13

Why does ls require a separate process for its execution? I know the reason why commands like cd can't be executed by forking mechanism but is there any harm if ls is executed without forking?

Mat
  • 52,586
crisron
  • 499
  • 2
    Although ls is an external programme, echo * or echo * .* (depending on shell options) does a pretty good job of listing files without forking. – gerrit Jan 10 '14 at 09:45
  • This is even better: printf "%s\n" * – Costa Jan 15 '14 at 07:23
  • Shell diversity note: tcsh has a builtin ls-F which acts like ls -F. It's there for efficiency. You always get -F which is usually a good idea. If you specify any other options it punts to the external command. –  May 04 '14 at 18:05

6 Answers6

18

The answer is more or less that ls is an external executable. You can see its location by running type -p ls.

Why isn't ls built into the shell, then? Well, why should it be? The job of a shell is not to encompass every available command, but to provide an environment capable of running them. Some modern shells have echo, printf, and their ilk as builtins, which don't technically have to be builtins, but are made so for performance reasons when they are run repeatedly (primarily in tight loops). Without making them builtins, the shell would have to fork and exec a new process for each call to them, which could be extremely slow.
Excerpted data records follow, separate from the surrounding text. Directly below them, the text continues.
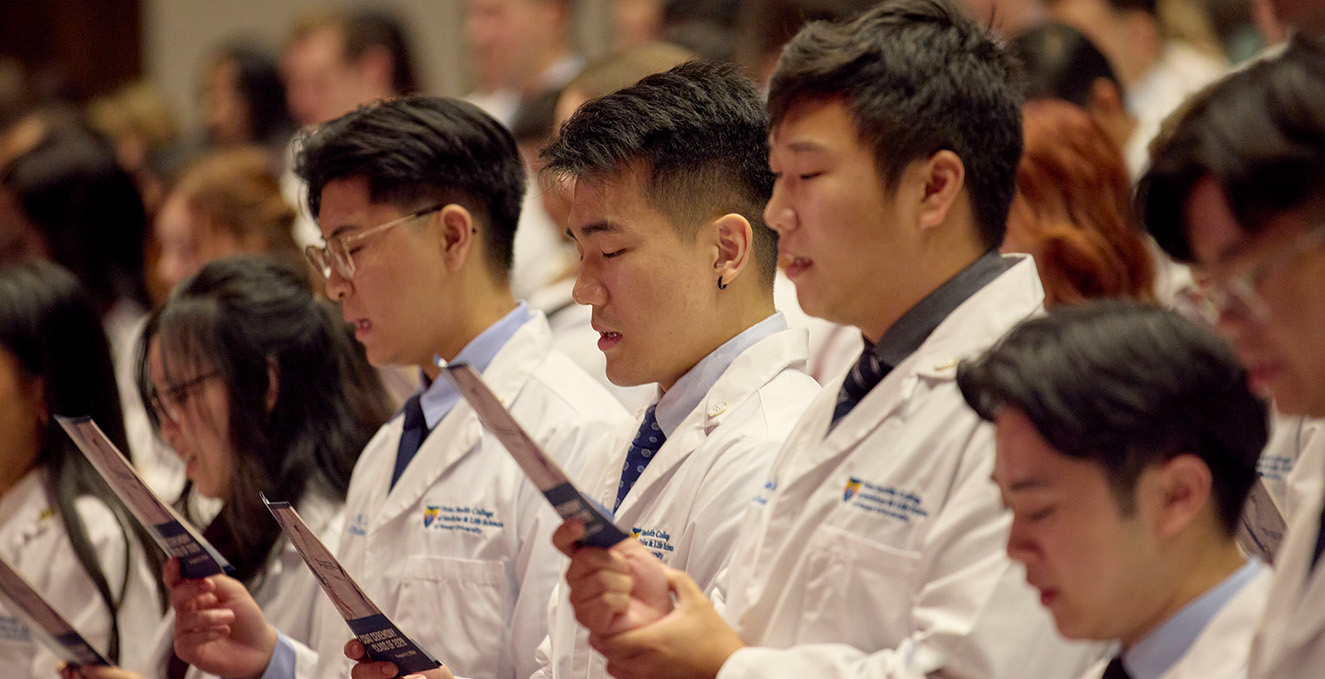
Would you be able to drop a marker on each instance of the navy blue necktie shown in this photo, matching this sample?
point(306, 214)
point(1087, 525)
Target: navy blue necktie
point(1116, 670)
point(864, 375)
point(411, 436)
point(647, 442)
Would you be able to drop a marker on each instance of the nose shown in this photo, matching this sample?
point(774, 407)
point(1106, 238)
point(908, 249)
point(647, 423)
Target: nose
point(588, 289)
point(338, 287)
point(778, 214)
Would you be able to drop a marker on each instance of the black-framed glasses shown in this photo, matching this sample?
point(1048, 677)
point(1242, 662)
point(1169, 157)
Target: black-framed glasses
point(170, 402)
point(337, 249)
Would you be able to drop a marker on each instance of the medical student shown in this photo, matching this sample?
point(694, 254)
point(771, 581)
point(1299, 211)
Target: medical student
point(260, 387)
point(1126, 446)
point(668, 188)
point(1238, 188)
point(418, 200)
point(61, 527)
point(876, 547)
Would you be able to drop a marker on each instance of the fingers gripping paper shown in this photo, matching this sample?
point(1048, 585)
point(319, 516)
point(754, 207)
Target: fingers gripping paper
point(44, 621)
point(569, 501)
point(198, 558)
point(379, 635)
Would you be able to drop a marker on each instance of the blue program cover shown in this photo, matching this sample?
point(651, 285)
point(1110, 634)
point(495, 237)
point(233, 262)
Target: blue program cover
point(379, 635)
point(198, 558)
point(569, 501)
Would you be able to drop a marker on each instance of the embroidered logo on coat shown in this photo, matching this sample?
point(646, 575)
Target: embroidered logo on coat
point(852, 488)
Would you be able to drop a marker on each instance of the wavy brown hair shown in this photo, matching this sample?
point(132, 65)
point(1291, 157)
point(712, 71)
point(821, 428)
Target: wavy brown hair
point(1072, 210)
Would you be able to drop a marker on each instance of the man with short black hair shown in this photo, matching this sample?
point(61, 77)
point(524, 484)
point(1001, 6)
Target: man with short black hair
point(668, 190)
point(1126, 446)
point(418, 200)
point(875, 547)
point(1236, 187)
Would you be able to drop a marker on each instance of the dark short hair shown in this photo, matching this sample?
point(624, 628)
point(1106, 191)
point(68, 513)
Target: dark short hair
point(700, 130)
point(418, 150)
point(1259, 134)
point(257, 77)
point(1060, 62)
point(376, 28)
point(1128, 385)
point(918, 77)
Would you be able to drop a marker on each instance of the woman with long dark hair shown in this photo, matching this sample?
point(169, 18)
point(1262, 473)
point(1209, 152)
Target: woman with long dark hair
point(260, 387)
point(60, 525)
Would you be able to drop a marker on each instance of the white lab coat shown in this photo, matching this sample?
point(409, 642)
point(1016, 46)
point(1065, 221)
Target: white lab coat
point(688, 503)
point(477, 601)
point(35, 543)
point(1289, 642)
point(887, 537)
point(286, 592)
point(1222, 649)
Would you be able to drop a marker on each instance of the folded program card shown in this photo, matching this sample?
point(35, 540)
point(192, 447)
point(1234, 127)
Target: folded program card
point(198, 558)
point(379, 635)
point(546, 475)
point(45, 623)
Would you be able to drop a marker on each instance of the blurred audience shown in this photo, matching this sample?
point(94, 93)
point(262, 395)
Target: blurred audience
point(1072, 210)
point(225, 203)
point(335, 61)
point(244, 100)
point(518, 49)
point(1157, 64)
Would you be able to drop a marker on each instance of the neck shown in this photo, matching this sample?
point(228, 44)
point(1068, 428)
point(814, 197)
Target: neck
point(481, 309)
point(1194, 577)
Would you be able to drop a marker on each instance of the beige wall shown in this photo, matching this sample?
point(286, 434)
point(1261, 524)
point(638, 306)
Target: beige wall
point(179, 33)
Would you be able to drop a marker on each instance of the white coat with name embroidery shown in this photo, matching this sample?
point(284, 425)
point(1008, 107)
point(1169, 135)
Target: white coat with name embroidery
point(688, 503)
point(459, 552)
point(884, 539)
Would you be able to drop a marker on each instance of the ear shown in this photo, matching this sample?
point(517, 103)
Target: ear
point(457, 235)
point(736, 247)
point(944, 177)
point(273, 383)
point(1182, 487)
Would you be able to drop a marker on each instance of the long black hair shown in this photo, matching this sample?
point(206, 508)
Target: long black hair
point(51, 326)
point(253, 320)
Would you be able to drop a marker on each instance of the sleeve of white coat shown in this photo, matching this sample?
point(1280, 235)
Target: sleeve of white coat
point(971, 606)
point(82, 605)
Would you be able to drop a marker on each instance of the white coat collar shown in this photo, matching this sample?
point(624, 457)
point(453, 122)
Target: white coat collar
point(460, 431)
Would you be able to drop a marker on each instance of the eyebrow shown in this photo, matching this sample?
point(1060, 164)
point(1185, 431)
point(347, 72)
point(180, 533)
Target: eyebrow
point(598, 227)
point(341, 230)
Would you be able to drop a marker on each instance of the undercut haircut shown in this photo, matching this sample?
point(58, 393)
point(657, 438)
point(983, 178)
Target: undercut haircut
point(1259, 134)
point(415, 151)
point(700, 133)
point(918, 77)
point(1126, 386)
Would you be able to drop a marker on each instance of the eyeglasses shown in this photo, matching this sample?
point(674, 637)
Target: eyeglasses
point(170, 402)
point(337, 251)
point(1236, 295)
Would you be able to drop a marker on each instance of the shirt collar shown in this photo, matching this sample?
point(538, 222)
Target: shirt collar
point(688, 391)
point(1157, 653)
point(918, 322)
point(441, 394)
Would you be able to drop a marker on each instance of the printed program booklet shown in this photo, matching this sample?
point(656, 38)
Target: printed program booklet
point(45, 623)
point(546, 475)
point(198, 558)
point(382, 639)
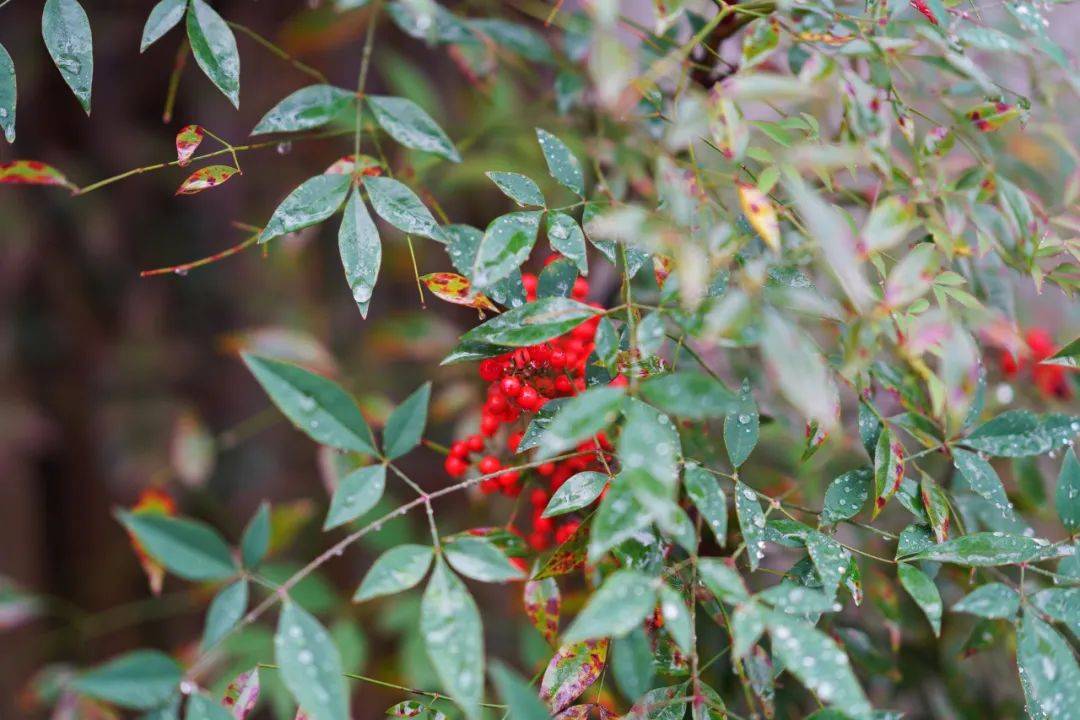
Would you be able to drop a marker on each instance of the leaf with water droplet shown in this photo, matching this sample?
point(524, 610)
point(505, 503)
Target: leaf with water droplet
point(356, 493)
point(214, 48)
point(315, 405)
point(66, 30)
point(450, 628)
point(307, 108)
point(163, 17)
point(313, 201)
point(204, 178)
point(310, 664)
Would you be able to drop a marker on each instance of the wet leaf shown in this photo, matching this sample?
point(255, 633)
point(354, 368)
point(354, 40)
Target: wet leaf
point(307, 108)
point(356, 493)
point(315, 405)
point(574, 668)
point(188, 548)
point(225, 611)
point(760, 214)
point(397, 569)
point(406, 122)
point(395, 203)
point(450, 627)
point(517, 187)
point(542, 605)
point(140, 680)
point(991, 600)
point(563, 165)
point(66, 30)
point(214, 48)
point(361, 250)
point(741, 426)
point(312, 202)
point(310, 664)
point(163, 17)
point(204, 178)
point(624, 599)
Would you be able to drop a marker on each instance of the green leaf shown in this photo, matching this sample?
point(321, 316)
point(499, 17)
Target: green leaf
point(505, 245)
point(991, 548)
point(214, 48)
point(480, 559)
point(188, 548)
point(310, 665)
point(689, 394)
point(991, 600)
point(307, 108)
point(66, 30)
point(571, 670)
point(163, 17)
point(741, 426)
point(225, 611)
point(406, 423)
point(531, 324)
point(846, 496)
point(632, 664)
point(923, 592)
point(450, 627)
point(8, 95)
point(982, 478)
point(709, 498)
point(751, 522)
point(255, 542)
point(1048, 670)
point(567, 238)
point(1067, 496)
point(406, 122)
point(361, 250)
point(356, 493)
point(624, 599)
point(827, 674)
point(395, 570)
point(563, 165)
point(139, 680)
point(577, 492)
point(315, 405)
point(517, 694)
point(579, 418)
point(315, 200)
point(395, 203)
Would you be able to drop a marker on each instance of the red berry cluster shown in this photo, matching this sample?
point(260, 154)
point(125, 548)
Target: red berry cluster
point(520, 383)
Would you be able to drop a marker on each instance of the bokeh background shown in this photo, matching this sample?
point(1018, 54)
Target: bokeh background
point(111, 383)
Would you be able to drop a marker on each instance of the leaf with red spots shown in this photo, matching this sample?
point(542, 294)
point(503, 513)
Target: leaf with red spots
point(760, 214)
point(242, 694)
point(32, 172)
point(204, 178)
point(187, 141)
point(574, 668)
point(989, 117)
point(456, 288)
point(542, 603)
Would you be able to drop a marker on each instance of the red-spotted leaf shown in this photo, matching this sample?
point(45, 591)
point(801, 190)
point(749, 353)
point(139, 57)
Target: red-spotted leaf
point(760, 214)
point(187, 141)
point(457, 289)
point(542, 603)
point(574, 668)
point(204, 178)
point(31, 172)
point(242, 694)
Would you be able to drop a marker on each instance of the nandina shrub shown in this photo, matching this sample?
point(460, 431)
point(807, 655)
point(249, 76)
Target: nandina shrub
point(764, 430)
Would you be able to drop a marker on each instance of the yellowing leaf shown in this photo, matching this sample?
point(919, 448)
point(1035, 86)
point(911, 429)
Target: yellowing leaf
point(760, 214)
point(456, 288)
point(204, 178)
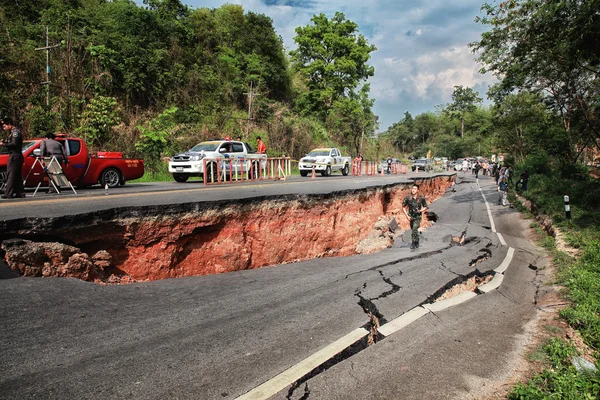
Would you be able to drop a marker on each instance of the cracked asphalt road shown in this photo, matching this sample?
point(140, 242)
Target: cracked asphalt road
point(219, 336)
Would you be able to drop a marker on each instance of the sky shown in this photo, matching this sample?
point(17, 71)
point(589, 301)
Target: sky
point(422, 46)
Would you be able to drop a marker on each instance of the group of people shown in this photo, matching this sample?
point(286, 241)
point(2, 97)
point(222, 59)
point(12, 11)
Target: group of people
point(14, 186)
point(261, 147)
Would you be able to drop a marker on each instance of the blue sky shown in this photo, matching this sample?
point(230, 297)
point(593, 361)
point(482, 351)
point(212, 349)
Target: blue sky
point(422, 50)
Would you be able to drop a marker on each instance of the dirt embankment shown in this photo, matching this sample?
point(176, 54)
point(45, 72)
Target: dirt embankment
point(120, 246)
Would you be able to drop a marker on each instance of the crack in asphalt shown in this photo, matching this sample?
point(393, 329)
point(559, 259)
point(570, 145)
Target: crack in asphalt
point(397, 261)
point(487, 253)
point(507, 297)
point(537, 282)
point(447, 269)
point(456, 281)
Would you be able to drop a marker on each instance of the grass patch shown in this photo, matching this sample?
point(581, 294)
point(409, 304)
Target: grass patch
point(581, 279)
point(561, 380)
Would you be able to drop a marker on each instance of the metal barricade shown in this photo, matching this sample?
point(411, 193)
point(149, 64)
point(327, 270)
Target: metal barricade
point(232, 170)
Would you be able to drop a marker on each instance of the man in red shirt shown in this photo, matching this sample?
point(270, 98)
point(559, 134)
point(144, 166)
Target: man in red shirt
point(261, 148)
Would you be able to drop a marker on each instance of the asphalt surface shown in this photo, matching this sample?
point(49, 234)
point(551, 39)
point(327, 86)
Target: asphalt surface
point(220, 336)
point(168, 193)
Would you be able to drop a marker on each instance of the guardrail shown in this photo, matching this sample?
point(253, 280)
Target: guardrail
point(369, 168)
point(223, 170)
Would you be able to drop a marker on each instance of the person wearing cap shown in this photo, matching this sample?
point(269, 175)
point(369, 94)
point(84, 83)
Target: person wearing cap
point(14, 175)
point(260, 145)
point(51, 148)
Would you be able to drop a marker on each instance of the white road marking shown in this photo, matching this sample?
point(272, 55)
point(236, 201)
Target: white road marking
point(291, 375)
point(501, 238)
point(404, 320)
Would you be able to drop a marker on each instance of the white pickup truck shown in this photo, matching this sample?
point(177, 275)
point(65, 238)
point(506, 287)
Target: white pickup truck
point(325, 160)
point(220, 155)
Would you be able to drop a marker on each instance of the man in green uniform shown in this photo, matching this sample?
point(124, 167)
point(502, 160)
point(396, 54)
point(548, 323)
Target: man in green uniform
point(414, 206)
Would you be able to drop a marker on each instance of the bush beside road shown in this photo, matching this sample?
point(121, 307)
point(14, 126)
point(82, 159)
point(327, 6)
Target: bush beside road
point(562, 374)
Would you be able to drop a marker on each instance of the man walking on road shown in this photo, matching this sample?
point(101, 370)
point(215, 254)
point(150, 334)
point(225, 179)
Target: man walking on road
point(14, 176)
point(414, 206)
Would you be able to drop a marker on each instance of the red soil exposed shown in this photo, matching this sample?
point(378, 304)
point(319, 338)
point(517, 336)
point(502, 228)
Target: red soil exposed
point(233, 237)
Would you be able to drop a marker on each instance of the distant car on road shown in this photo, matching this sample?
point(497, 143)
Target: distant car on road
point(384, 164)
point(422, 164)
point(324, 160)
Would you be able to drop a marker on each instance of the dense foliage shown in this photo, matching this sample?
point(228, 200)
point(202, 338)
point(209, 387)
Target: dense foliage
point(117, 68)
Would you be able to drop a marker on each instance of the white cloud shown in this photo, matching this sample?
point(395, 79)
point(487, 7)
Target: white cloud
point(422, 47)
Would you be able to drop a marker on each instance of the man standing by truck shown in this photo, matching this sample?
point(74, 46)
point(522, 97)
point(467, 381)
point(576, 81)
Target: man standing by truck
point(261, 148)
point(14, 176)
point(51, 148)
point(414, 206)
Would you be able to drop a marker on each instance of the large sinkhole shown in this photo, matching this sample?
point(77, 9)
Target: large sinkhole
point(151, 243)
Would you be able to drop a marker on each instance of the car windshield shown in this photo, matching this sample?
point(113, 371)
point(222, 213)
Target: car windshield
point(318, 153)
point(26, 146)
point(205, 146)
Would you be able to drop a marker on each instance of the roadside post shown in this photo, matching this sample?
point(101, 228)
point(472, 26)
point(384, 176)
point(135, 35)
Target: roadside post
point(567, 210)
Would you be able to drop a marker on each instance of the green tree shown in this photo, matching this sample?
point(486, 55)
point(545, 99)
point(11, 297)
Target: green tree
point(333, 56)
point(549, 47)
point(352, 119)
point(157, 137)
point(464, 100)
point(99, 117)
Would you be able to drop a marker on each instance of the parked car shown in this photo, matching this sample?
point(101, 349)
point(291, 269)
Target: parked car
point(325, 160)
point(220, 155)
point(83, 169)
point(422, 164)
point(384, 164)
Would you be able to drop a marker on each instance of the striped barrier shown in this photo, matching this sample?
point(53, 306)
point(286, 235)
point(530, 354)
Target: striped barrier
point(217, 171)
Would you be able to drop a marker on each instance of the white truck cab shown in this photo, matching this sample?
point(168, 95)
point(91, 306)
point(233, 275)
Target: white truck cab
point(219, 155)
point(325, 160)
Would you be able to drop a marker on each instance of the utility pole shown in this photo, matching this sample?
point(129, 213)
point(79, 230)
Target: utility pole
point(47, 48)
point(250, 95)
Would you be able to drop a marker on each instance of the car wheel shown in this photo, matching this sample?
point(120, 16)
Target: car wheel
point(110, 177)
point(180, 178)
point(2, 179)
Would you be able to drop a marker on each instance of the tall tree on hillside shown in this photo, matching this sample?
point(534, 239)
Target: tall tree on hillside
point(464, 100)
point(549, 47)
point(333, 56)
point(352, 120)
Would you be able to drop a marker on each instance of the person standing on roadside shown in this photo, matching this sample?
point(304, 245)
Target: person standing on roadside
point(502, 190)
point(414, 206)
point(51, 148)
point(261, 148)
point(523, 181)
point(477, 168)
point(14, 176)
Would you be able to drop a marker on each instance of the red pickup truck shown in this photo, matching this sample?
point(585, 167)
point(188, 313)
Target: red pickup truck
point(83, 169)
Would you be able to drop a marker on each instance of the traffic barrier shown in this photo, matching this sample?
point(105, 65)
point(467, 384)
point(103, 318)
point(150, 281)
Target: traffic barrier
point(245, 170)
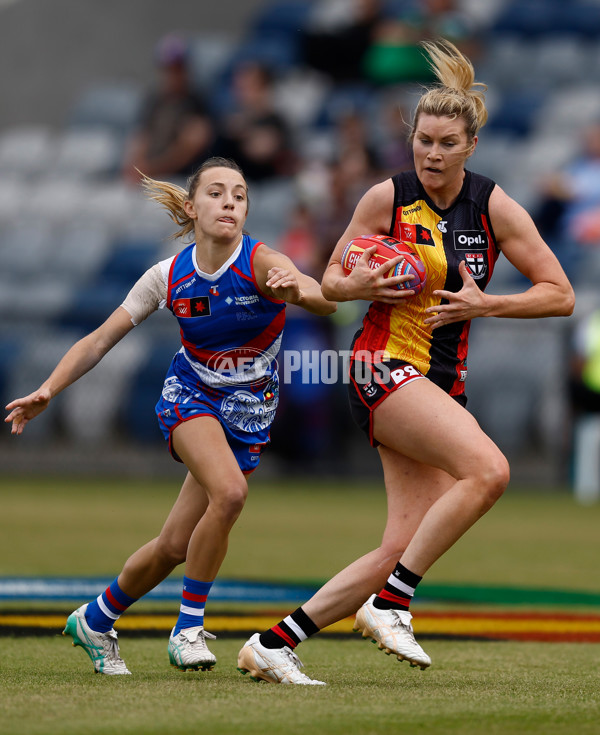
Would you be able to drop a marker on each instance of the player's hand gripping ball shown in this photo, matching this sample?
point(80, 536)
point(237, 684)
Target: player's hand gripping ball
point(387, 248)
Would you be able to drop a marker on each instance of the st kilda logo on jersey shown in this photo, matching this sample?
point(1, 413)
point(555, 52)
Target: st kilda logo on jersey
point(416, 234)
point(189, 308)
point(476, 264)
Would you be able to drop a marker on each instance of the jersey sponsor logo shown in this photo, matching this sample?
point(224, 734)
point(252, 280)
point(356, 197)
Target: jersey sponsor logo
point(247, 300)
point(248, 412)
point(416, 234)
point(405, 374)
point(185, 285)
point(189, 308)
point(470, 239)
point(476, 264)
point(243, 366)
point(369, 389)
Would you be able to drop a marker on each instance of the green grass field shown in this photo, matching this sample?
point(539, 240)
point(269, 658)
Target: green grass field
point(299, 531)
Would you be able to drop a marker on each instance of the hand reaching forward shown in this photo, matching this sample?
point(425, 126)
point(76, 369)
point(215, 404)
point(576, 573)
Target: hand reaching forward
point(24, 409)
point(284, 285)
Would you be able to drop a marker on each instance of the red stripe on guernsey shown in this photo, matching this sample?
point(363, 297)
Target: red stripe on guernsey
point(174, 285)
point(111, 598)
point(291, 643)
point(261, 342)
point(493, 251)
point(458, 387)
point(235, 269)
point(194, 598)
point(258, 288)
point(374, 337)
point(385, 595)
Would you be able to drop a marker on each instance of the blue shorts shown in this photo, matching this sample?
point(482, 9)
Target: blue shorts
point(245, 413)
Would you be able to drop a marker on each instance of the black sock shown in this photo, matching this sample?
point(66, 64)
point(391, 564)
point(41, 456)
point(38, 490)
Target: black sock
point(290, 631)
point(398, 590)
At the very least, running ls, an external executable, requires running one of the exec family of system calls. You could do this without forking, but it would replace the primary shell that you are using. You can see what happens in that instance by doing the following:

exec ls; echo "this never gets printed"

Since your shell's process image is replaced, the current shell is no longer accessible after doing this. For the shell to be able to continue to run after running ls, the command would have to be built into the shell.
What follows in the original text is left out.